In an interview with Pharm Exec, Haslam acknowledged he is often on the hot seat. "My job is to help the NHS get the best bang for the buck. This holds true for all of us who work here. We must recognize that every £ we put in to healthcare can only be spent once. And we want—and should expect—real benefit from that expenditure."
As a physician, Haslam is direct in stating that his overriding concern is the welfare of every patient affected by NICE decisions. His scope in defining that patient interest is broad, ranging from those who advocate through the media or serve as advisory committee experts to individuals with the condition that NICE is looking at—extending even to those who are silent because their particular condition may not benefit directly from access to a new medicine or device. "One of our key roles is to recognize how other health resources might be affected by the outcome of an individual technology appraisal. What else could that money be spent on? Who is going to miss out?"

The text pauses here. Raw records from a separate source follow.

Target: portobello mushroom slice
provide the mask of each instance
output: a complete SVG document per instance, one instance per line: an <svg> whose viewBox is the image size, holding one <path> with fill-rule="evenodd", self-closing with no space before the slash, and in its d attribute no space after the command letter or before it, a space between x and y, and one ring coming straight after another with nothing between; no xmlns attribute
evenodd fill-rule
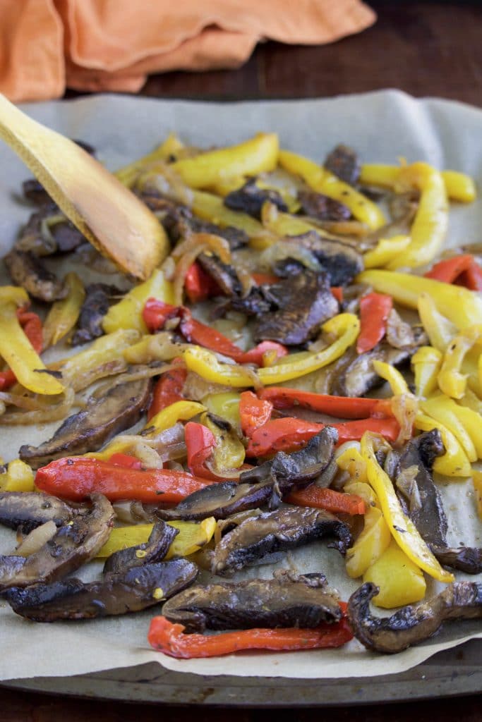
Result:
<svg viewBox="0 0 482 722"><path fill-rule="evenodd" d="M434 461L444 451L438 429L421 434L405 445L395 477L397 495L403 495L400 501L423 540L442 547L447 546L448 524L431 472Z"/></svg>
<svg viewBox="0 0 482 722"><path fill-rule="evenodd" d="M482 548L480 547L436 547L431 549L441 564L452 569L460 569L465 574L482 572Z"/></svg>
<svg viewBox="0 0 482 722"><path fill-rule="evenodd" d="M242 188L231 191L224 199L224 205L232 211L242 211L257 218L261 217L263 204L269 201L280 211L287 212L288 206L277 191L259 188L256 178L250 178Z"/></svg>
<svg viewBox="0 0 482 722"><path fill-rule="evenodd" d="M418 606L402 607L391 617L373 617L369 601L379 589L363 584L348 600L348 615L356 638L367 649L394 654L420 644L446 619L482 619L482 583L454 582L440 594Z"/></svg>
<svg viewBox="0 0 482 722"><path fill-rule="evenodd" d="M283 507L245 519L216 545L211 570L228 574L265 554L285 552L327 536L345 554L351 541L348 526L333 514L306 507Z"/></svg>
<svg viewBox="0 0 482 722"><path fill-rule="evenodd" d="M95 556L108 539L114 513L101 494L90 498L90 510L62 524L38 552L27 557L0 556L0 592L60 579Z"/></svg>
<svg viewBox="0 0 482 722"><path fill-rule="evenodd" d="M47 521L53 521L56 526L61 526L70 521L77 512L77 509L50 494L38 492L0 493L0 524L11 529L20 527L25 534Z"/></svg>
<svg viewBox="0 0 482 722"><path fill-rule="evenodd" d="M363 269L361 254L349 243L322 238L311 230L287 240L311 251L328 274L331 286L346 286Z"/></svg>
<svg viewBox="0 0 482 722"><path fill-rule="evenodd" d="M278 451L269 461L247 471L241 471L241 484L275 480L283 491L293 486L309 484L325 470L333 458L338 432L332 426L325 426L313 436L304 448L288 454Z"/></svg>
<svg viewBox="0 0 482 722"><path fill-rule="evenodd" d="M326 157L323 165L350 186L355 186L358 182L361 164L357 154L348 145L342 143L337 145Z"/></svg>
<svg viewBox="0 0 482 722"><path fill-rule="evenodd" d="M13 248L4 262L13 282L34 298L51 303L66 296L66 288L31 251Z"/></svg>
<svg viewBox="0 0 482 722"><path fill-rule="evenodd" d="M119 295L115 286L105 283L91 283L85 289L85 299L80 309L77 330L72 338L72 346L86 344L103 336L102 321L109 310L110 300Z"/></svg>
<svg viewBox="0 0 482 722"><path fill-rule="evenodd" d="M351 215L344 204L316 191L299 191L298 200L306 215L320 221L346 221Z"/></svg>
<svg viewBox="0 0 482 722"><path fill-rule="evenodd" d="M324 575L296 577L285 572L273 579L191 587L166 601L163 615L186 632L202 632L257 627L308 629L338 622L341 609Z"/></svg>
<svg viewBox="0 0 482 722"><path fill-rule="evenodd" d="M274 496L275 492L272 482L264 484L222 482L189 494L173 509L158 509L156 514L168 520L195 521L206 519L208 516L225 519L231 514L267 504Z"/></svg>
<svg viewBox="0 0 482 722"><path fill-rule="evenodd" d="M192 562L173 559L108 574L100 581L66 579L13 588L5 596L14 612L34 622L92 619L158 604L191 584L197 572Z"/></svg>
<svg viewBox="0 0 482 722"><path fill-rule="evenodd" d="M179 533L178 529L164 521L157 521L145 544L119 549L106 560L104 574L121 574L134 567L153 564L164 558L171 544Z"/></svg>
<svg viewBox="0 0 482 722"><path fill-rule="evenodd" d="M66 419L51 439L40 446L21 446L20 458L38 469L61 456L95 451L139 421L149 406L150 388L149 378L113 386L101 399Z"/></svg>
<svg viewBox="0 0 482 722"><path fill-rule="evenodd" d="M253 329L256 341L277 341L298 346L313 338L319 327L338 312L328 276L314 273L301 264L290 264L288 278L270 286L269 299L276 310L261 316Z"/></svg>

Haslam laughs when asked if NICE will ever be able to escape the regular headlines in the UK press about "denying sick patients access to life-saving drugs." He says it is up to the media to decide to stop using headlines to provoke and emotionalize the debate, while noting that the media often publishes contradictory information simultaneously, which ends up confusing the public. "We often find that NICE is being criticized on the front page while inside the paper there is another story holding the NHS to account for not following NICE guidance," says Haslam. "I used to think you could not have your cake and eat it too, but apparently this works for some members of the press."
In a more serious tone, he acknowledges the important role of patient advocates who lobby and insist on asking the difficult questions. "There will always be pressure groups that focus on a specific condition and a given drug. They will make a lot of noise, and they are entitled to do that—it's exactly their job. But NICE and I have a responsibility to all those who are not making noise. When the strongest voice wins, the silent majority can lose out and so what we have to do is strike a balance between the two."

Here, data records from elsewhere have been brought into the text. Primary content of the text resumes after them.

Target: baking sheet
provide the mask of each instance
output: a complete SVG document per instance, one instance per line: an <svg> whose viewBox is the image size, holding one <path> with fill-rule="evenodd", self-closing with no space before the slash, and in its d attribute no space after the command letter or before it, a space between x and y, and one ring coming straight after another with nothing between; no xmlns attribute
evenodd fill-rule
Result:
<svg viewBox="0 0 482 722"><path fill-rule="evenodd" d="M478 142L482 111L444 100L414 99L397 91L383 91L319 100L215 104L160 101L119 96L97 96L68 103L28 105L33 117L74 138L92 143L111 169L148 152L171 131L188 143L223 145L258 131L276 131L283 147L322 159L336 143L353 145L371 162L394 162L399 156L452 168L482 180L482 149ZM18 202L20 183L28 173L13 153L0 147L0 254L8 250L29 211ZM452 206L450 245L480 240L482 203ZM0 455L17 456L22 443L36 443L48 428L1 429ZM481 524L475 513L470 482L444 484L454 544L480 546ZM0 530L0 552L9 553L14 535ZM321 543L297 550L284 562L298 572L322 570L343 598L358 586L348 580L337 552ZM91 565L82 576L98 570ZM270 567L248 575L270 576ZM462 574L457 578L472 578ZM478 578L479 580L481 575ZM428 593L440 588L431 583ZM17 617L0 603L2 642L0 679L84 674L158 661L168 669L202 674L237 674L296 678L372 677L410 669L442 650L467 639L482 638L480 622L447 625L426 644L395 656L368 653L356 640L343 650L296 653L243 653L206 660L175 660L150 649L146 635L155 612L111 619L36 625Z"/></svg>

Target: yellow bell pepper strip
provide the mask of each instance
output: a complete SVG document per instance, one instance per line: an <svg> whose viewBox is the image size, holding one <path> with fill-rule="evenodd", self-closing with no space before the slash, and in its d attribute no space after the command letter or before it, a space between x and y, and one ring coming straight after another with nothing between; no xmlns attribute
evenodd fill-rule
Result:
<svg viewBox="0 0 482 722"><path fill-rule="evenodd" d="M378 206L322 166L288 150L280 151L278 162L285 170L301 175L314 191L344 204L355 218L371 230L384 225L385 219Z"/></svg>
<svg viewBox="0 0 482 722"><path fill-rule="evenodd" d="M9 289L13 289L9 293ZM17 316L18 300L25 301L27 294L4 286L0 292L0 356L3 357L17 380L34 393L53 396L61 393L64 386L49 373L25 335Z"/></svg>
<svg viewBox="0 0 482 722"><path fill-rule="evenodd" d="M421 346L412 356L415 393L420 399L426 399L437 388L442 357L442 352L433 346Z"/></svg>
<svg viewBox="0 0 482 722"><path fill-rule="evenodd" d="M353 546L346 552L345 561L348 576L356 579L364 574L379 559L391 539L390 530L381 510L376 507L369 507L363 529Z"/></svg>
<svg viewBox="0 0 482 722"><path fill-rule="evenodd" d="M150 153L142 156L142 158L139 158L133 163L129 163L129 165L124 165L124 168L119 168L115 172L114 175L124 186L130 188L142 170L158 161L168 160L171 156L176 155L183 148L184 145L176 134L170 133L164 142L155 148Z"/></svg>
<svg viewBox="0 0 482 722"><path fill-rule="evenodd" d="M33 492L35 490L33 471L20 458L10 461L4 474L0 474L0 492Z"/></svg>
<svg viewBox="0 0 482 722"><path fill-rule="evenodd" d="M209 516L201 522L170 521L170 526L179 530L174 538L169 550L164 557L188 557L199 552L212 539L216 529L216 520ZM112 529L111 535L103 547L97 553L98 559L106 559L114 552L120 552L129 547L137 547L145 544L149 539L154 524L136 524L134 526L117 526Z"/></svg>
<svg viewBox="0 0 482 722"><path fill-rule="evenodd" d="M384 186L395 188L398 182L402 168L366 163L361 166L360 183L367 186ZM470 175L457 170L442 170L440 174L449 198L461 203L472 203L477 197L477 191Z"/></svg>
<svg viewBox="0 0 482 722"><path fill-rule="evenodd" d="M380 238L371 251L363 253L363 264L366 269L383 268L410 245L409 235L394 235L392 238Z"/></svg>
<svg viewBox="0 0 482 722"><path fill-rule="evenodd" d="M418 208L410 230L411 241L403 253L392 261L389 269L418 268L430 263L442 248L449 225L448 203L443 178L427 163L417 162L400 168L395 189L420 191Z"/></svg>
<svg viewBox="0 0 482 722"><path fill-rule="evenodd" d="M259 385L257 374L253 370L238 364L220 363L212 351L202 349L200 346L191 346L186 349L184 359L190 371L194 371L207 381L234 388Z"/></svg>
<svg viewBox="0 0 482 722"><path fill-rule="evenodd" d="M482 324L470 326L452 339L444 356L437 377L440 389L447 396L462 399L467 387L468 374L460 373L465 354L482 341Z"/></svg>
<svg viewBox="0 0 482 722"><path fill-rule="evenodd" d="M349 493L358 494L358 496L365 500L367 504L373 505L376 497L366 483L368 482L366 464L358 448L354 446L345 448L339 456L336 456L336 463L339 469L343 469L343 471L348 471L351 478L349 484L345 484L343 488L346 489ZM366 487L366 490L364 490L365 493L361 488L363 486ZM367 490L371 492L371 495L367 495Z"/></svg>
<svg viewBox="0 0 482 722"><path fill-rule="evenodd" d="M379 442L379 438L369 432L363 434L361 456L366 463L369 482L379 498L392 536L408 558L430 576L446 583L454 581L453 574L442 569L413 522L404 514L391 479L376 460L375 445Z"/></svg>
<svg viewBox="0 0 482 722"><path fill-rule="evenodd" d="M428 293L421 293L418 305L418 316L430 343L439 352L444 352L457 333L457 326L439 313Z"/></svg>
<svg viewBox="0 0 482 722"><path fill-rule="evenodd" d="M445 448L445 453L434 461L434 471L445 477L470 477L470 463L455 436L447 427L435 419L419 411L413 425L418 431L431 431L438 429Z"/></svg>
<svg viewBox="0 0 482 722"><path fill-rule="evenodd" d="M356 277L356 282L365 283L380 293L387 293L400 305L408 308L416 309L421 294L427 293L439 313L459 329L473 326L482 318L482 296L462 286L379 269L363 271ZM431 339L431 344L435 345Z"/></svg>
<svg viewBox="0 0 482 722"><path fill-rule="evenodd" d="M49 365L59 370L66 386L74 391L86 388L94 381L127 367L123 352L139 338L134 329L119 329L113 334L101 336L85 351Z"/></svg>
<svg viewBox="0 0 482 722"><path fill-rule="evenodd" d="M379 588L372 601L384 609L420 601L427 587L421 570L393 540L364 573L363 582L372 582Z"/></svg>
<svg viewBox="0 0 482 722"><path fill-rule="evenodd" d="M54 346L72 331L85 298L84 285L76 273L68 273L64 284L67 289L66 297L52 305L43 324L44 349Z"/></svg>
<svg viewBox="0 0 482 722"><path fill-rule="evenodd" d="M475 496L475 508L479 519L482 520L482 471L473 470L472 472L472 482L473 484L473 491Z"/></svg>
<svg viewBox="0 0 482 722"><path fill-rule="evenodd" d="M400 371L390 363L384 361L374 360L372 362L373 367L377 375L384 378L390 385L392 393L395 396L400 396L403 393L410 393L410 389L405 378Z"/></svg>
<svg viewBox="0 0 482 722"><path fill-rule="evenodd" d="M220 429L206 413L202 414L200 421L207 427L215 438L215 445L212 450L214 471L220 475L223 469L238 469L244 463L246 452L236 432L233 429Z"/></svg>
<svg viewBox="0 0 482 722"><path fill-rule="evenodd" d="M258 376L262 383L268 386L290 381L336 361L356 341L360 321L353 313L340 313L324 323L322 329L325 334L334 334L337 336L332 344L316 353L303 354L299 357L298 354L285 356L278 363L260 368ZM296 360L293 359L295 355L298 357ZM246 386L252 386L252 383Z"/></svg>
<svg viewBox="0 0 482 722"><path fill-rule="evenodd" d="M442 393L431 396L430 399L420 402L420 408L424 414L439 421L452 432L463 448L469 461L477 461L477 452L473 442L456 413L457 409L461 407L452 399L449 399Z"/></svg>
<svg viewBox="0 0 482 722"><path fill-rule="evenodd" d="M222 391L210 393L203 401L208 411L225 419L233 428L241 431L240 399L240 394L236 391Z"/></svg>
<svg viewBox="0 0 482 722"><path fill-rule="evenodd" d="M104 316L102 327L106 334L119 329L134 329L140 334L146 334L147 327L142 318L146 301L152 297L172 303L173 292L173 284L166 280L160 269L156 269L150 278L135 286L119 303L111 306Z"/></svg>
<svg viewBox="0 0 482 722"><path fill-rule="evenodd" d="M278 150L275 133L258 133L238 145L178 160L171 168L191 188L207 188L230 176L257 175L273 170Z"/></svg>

Haslam is conscious that Rawlins, who served as the founding chair of NICE for 14 years, from April 1999 to March 2013, is a tough act to follow. He doesn't shy away from the comparison, but points out that "trying to be another Mike Rawlins would just be impossible. He's unique. He's a world authority on many aspects of the issues relating to drugs and the use of drugs. I'd never ever pretend to fill his shoes. In fact, my job today is different because the organization itself has evolved, which is to be expected."
Haslam explains that NICE now has a very diverse mandate, which plays to his early strength as a GP, where he was used to treating every condition imaginable. NICE was originally set up in 1999 to tackle "postcode prescribing" of medicines, where there were geographic variations in use of medicines within the NHS. Today, the organization's tasks range from appraising new medicines to drafting clinical guidelines or formulating quality standards in social care.
Haslam says that when the NICE position came up, it became clear to him that NICE's job is much more than just technology appraisals. "NICE is an organization with an extraordinarily broad charter; we deal with orphan drugs at one end to palliative care in the home setting at the other. That breadth is where I thought my background as a GP generalist could help." Haslam explains that, "As a GP, you just have no idea what is coming next. The next person through the door could press you on any topic of medicine. The skill of being a GP is listening and working with patients to understand their concerns and expectations; what is going on in their lives that are causing problems. That applies to my role as NICE Chair, whether I am meeting government ministers, company executives, patient groups, journalists or anyone else. The first thing I have to do is to understand where they are coming from."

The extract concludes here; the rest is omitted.